The central bank kept rates at 2.5 percent, and maintained its rhetoric for a period of stability for rates.
"I think the RBA has concluded that they've cut interest rates enough. Rates are not a constraint on the economy growing. Yes, the Australian dollar is still too high but that's a function of other things. In the meantime, it's just a matter of waiting for animal spirits to recover in Australia and for growth to pick up," said Shane Oliver, head of investment strategy & chief economist at AMP Capital Investors.
The decision comes as the so-called "lucky country" appears to be losing its Midas touch, as the economy contends with weak growth, slowing inflation and a rising jobless rate, adding to the argument that intervention from the central bank is coming.

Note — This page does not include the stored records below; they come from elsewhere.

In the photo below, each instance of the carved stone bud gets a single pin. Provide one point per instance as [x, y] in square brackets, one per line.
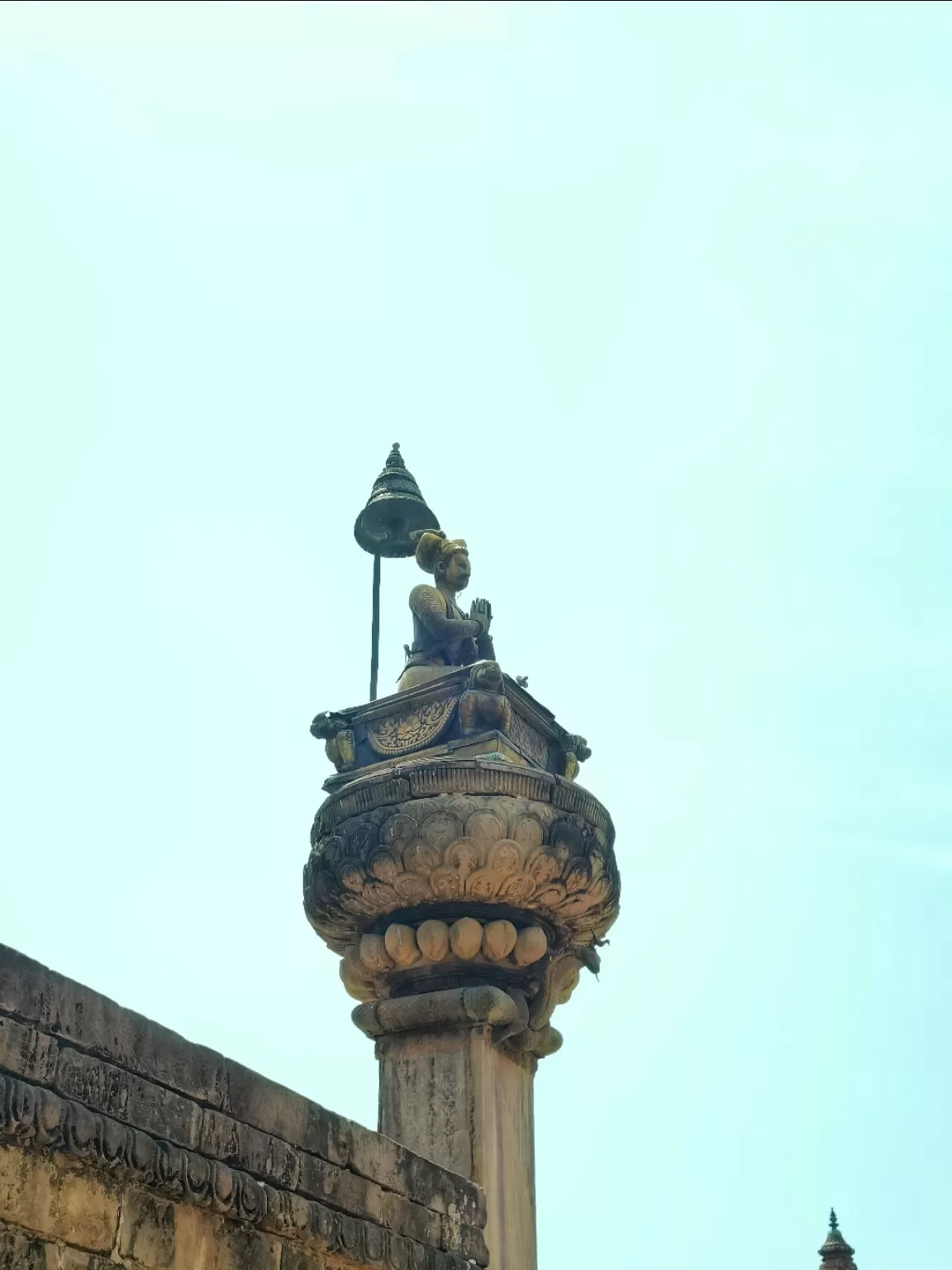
[402, 944]
[433, 938]
[466, 938]
[497, 940]
[374, 952]
[355, 976]
[531, 945]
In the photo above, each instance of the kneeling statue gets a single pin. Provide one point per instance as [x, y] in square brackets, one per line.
[443, 635]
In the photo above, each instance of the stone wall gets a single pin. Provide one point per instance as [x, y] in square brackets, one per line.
[123, 1143]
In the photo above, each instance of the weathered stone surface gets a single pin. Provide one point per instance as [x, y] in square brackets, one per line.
[57, 1203]
[147, 1229]
[293, 1258]
[383, 1160]
[19, 1251]
[127, 1097]
[371, 1201]
[93, 1023]
[277, 1110]
[27, 1052]
[341, 1189]
[455, 1096]
[260, 1153]
[75, 1258]
[208, 1242]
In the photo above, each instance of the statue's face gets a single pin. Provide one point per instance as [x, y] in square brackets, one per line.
[457, 571]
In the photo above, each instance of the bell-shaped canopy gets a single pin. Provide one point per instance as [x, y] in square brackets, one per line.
[393, 511]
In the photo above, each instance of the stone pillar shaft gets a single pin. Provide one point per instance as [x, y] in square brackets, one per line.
[454, 1096]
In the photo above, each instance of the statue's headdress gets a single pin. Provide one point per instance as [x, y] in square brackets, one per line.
[433, 545]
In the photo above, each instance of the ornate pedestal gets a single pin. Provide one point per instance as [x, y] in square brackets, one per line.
[466, 881]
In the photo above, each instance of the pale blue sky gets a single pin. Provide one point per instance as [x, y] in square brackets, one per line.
[656, 298]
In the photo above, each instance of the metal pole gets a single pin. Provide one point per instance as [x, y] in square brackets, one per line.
[374, 628]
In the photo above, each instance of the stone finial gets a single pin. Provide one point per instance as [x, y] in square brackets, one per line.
[835, 1253]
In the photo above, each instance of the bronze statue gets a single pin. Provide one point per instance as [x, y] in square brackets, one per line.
[443, 635]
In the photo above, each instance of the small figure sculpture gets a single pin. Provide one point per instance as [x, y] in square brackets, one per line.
[483, 705]
[443, 635]
[577, 751]
[339, 739]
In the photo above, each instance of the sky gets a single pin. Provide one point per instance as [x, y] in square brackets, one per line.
[656, 298]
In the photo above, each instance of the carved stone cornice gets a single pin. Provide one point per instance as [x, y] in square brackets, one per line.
[473, 709]
[442, 874]
[37, 1119]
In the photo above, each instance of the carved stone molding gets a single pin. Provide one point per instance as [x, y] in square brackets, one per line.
[412, 729]
[35, 1118]
[451, 847]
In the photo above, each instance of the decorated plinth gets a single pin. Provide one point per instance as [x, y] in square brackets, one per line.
[450, 853]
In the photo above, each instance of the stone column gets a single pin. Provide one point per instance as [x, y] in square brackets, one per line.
[464, 893]
[451, 1092]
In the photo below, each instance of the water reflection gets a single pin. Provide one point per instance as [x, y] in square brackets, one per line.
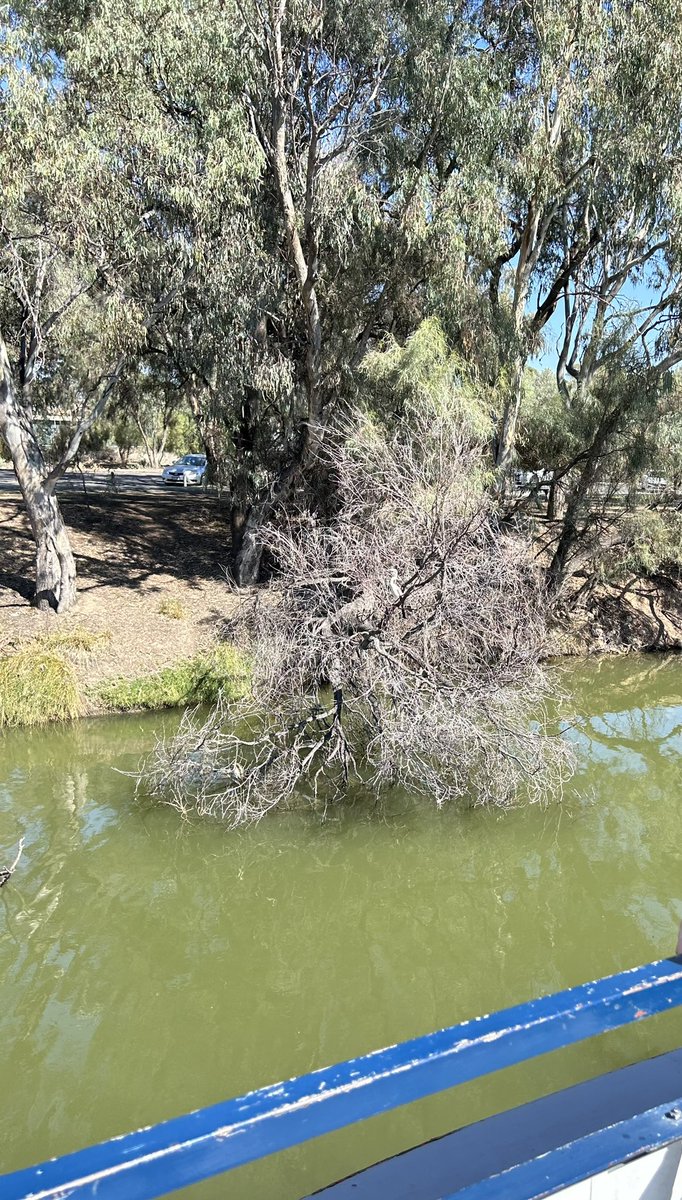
[150, 966]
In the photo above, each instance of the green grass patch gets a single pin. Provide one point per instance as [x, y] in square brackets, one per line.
[37, 684]
[173, 609]
[223, 671]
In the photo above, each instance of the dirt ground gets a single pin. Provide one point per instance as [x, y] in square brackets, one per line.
[132, 553]
[644, 615]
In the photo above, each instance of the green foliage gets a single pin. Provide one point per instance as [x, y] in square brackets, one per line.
[77, 641]
[423, 378]
[221, 672]
[648, 543]
[37, 684]
[173, 609]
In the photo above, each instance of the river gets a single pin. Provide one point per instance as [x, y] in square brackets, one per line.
[150, 966]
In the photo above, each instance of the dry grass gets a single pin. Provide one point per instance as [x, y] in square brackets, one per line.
[36, 685]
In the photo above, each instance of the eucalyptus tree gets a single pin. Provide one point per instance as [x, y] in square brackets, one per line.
[579, 142]
[100, 157]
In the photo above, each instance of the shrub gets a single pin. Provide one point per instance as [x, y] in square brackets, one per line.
[173, 609]
[399, 645]
[221, 672]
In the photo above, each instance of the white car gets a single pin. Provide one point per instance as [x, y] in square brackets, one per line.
[189, 469]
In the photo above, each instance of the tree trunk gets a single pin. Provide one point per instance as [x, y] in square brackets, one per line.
[576, 496]
[249, 555]
[55, 567]
[509, 421]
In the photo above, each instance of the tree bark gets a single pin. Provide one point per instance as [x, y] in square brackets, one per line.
[55, 567]
[570, 532]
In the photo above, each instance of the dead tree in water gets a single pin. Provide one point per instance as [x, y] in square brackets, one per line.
[399, 645]
[6, 873]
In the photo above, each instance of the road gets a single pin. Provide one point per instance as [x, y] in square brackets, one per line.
[99, 483]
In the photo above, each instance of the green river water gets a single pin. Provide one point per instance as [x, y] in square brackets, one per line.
[150, 966]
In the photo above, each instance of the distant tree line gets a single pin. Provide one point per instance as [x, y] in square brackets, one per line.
[273, 214]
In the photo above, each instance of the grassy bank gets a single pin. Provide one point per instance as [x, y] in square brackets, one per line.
[46, 679]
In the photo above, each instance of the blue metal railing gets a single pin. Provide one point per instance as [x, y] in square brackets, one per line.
[186, 1150]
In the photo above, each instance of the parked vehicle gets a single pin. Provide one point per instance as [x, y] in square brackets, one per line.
[653, 484]
[189, 469]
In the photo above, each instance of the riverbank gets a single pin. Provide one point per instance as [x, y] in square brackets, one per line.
[154, 597]
[145, 631]
[645, 615]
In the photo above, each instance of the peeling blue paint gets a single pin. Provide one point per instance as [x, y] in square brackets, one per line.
[161, 1158]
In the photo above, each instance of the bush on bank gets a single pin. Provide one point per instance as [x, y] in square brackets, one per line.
[221, 672]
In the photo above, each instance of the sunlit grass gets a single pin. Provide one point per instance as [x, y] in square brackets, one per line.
[223, 671]
[37, 684]
[173, 609]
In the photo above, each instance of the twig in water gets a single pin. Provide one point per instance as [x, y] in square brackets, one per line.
[6, 873]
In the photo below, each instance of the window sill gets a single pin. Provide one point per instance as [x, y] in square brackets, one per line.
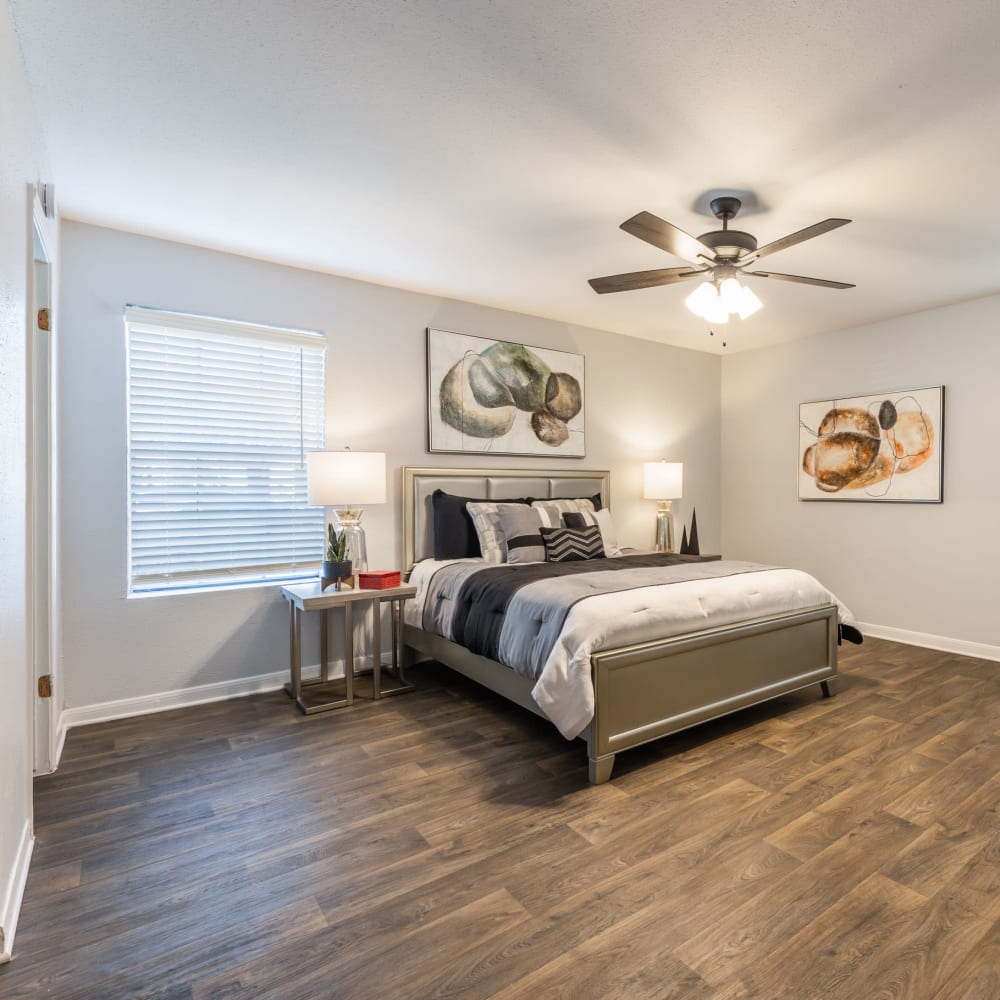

On Monday, Deutsche Bank released a report titled "Australia: Change of Call," which predicts the RBA will cut rates by 50 basis points (bps) to 2 percent next year, a shift from its earlier stance of no change.
"After forecasting in early November 2013 that the cash rate would remain at 2.50 percent all through 2014, 2015 and H1-2016, we have in recent months been highlighting the risk of lower interest rates in 2015," Adam Boyton of Deutsche wrote.
"DB now expects the RBA to cut 25 basis points in late Q2 2015, with a further 25 basis points easing in late Q3 / early Q4 2015," the report added.
The robust housing sector has prevented the bank from forecasting rate cuts in the past, who now says there are signs the property sector could be cooling, with possible measures from authorities dousing sentiment further.
"Nascent signs of moderation in house price growth and the likelihood of some 'macro-pru-lite' to cool the investor segment of the housing market, combined with our forecast for the unemployment rate to move higher through 2015 and on-going declines in commodity prices, have led us to change our view on the cash rate," Deutsche said.
Australia has avoided a recession for the past 25 years, but a recent report by Morgan Stanley says the economy could be well on the brink of a contraction unless authorities implement more rate cuts and end the government's tight spending policy.
The country is due to release third quarter gross domestic product growth figures on Wednesday, which is like to show the economy grew 3.1 percent from a year earlier according to a Reuters forecast, unchanged from the second quarter.
IG's Evan Lucas says he would be "surprised and slightly concerned" if the RBA doesn't change its stance on monetary policy soon.
"With bear markets in iron ore and oil, wage growth flat lining, corporate profits falling and confidence sliding there's a sustained pressure on living standards. This pressure is combined with housing data which shows very clearly the heat from the beginning of the year is coming out," he said in a note before the RBA decision.